February 11, 2009

Twelve Months to Your Ideal Private Practice: A Workbook

Twelve Months to Your Ideal Private Practice: A Workbook by Lynn Grodski was inspiring to me! I really want to dive in and start doing the exercises; unfortunately, I know deep inside that now is NOT the time to actually do that. I'm just coming out of my first trimester of pregnancy, and before I start ANYTHING new I need to reassemble my life to a state resembling functionality (you know, take my Christmas tree down - NO I AM NOT KIDDING!)

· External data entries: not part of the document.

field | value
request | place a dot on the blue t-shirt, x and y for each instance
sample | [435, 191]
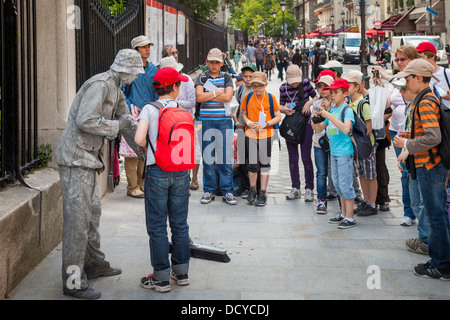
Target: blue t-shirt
[340, 143]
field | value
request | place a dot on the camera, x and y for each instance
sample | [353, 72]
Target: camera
[376, 73]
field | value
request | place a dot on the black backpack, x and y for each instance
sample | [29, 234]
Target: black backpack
[293, 127]
[203, 79]
[444, 125]
[321, 57]
[360, 136]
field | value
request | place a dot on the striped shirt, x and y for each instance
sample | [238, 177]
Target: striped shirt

However, I do think I will use this book. It's practical (which appeals to me), has a lot of innovative ideas (at least to me, who knows very little about business), and offers some good metrics for how things should work in a small business (like percentages for expenses, time to work on "office" stuff, etc.) I think it will work for me. I wish I could convince some other small business people I know and love to work through it with me, but I know from past experience that you can't give away what others aren't looking for . . ..

A good read. (And if you are a small business person who would be interested in working through this book with me, let me know . . .)

February 10, 2009

Blue Truth

Blue Truth: A spiritual guide to life & death and love & sex by David Deida is very interesting. Reading it, I thought that the way I would probably get the most out of it would be as a recorded meditation guide. I could play a chapter a day as a relaxation/meditation focus. It's very stream-of-consciousness-ish, and so it's hard for me to sit and concentrate on more than a chapter at a time . . .

Here is my favorite quote:

"Freedom doesn't mean freedom from. As long as you are alive, you can never be free from pain, from loss, or from death. Things come and go, including your loved ones and your own body and mind. True freedom means freedom as. True freedom is to feel fully and be alive as love, feeling as this entire moment, opening just as this moment is." (p. 17)

There are also various passages which come close to describing something I have often done throughout my life. When I was 15 I was mugged, and lived with a lot of fear for a long time afterwards. Eventually, I learned to . . . take my fear with me. To go ahead, and walk down the street or into a dark room by myself, wearing my fear like a cloak. Yes, I am afraid, but I am going on anyway. I think David Deida is talking about something similar, only with many emotions and situations.